Il apprend à notre naïf comment il faut se comporter, le plus faussement possible, afin de dominer les femmes en leur faisant croire qu'elles dominent, parler de soi sans cesse et avec la meilleure opinion possible, prendre le contrepied exact de toutes les leçons de modestie et de bon ton social : car un original est toujours remarqué, alors qu'un honnête d'homme se fond dans la masse grise.
Tout cela est rigoureusement inapplicable, car qui l'appliquerait serait déjà un roué qui n'aurait pas besoin de leçon, et pourquoi alors en prendre quand on en a l'instinct. Je ne sais quelle mouche me pique aujourd'hui de vouloir que la littérature se transforme en manuel de conduite applicable : comment draguer efficacement, comment se faire bien voir, etc, etc... Oh ! tu cherches un manuel, présentateur ? Réveille-toi, tu te fais des aigreurs d'estomac !
Je vais vous passer quelques extraits à la moulinette :
"Madame de Meilcour, qui, à ce que l'on m'a dit, n'avait point été coquette dans sa jeunesse, et que je n'ai pas vue galante sur son retour, y trouva moins de difficultés que toute autre personne de son rang n'aurait fait.

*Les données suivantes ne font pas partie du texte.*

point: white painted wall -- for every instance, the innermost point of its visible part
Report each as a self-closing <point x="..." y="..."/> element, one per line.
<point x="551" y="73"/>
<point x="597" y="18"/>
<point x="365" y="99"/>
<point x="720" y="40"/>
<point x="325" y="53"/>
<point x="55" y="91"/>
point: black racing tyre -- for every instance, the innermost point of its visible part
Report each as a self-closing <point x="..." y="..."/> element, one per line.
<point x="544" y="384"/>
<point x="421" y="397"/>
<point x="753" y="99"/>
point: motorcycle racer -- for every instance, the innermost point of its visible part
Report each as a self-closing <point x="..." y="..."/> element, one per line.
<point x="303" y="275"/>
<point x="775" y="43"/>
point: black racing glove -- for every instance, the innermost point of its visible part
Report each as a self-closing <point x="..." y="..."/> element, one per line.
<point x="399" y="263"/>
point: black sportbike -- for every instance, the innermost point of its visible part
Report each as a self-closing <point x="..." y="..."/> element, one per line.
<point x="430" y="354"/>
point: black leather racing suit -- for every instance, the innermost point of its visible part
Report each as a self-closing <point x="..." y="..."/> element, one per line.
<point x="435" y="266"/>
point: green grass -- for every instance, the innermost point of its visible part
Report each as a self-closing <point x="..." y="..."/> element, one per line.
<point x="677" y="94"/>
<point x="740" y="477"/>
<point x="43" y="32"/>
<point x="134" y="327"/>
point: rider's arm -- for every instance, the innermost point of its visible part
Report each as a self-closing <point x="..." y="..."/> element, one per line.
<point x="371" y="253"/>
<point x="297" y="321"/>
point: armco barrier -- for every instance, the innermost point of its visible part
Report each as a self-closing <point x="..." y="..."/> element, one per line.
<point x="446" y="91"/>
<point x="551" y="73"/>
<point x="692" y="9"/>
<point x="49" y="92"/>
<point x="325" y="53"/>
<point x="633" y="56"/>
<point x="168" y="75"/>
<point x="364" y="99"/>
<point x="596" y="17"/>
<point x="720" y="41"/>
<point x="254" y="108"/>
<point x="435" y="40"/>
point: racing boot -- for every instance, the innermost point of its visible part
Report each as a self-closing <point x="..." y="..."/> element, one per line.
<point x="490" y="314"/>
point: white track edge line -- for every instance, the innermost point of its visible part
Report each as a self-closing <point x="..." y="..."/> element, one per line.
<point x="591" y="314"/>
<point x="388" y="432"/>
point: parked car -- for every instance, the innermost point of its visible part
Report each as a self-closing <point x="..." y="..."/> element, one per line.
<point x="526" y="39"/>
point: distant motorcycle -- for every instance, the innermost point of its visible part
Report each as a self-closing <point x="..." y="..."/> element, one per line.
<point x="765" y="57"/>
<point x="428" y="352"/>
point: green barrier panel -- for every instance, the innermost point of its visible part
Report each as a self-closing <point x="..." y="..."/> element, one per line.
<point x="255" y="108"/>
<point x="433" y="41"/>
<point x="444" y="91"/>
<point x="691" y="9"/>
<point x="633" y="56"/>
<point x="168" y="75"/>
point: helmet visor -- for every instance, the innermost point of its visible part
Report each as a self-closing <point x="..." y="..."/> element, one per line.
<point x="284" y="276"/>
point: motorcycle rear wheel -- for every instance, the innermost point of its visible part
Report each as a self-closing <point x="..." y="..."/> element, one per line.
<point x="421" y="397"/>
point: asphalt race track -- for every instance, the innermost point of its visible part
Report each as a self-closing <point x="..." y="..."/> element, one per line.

"Chose rare ! on me donna une éducation modeste. J'étais naturellement porté à m'estimer autant que je valais ; et il est ordinaire, lorsqu'on pense ainsi, de s'estimer plus qu'on ne vaut."
Commentaire : on vouvoie madame sa mère ; la langue coule avec une fluidité un peu superflue, mais enchanteresse ; le sentiment est juste, lucide et sans complaisance.
"Le premier soin que je retrouvai à mon réveil fut celui d'aller chez Germeuil. Je m'étais arangé sur ce que j'avais à lui dire, et m'étais préparé à le tromper autant que si, sur une question aussi simple que celle que j'avais à lui faire, il eût dû deviner le trouble secret de mon coeur. Je croyais ne pouvoir jamais me déguiser assez bien à ses yeux ; et par une sottise ordinaire aux jeunes gens, j'imaginais qu'en me regardant seulement, les personnes les plus indifférentes sur ma situation l'auraient pénétrée."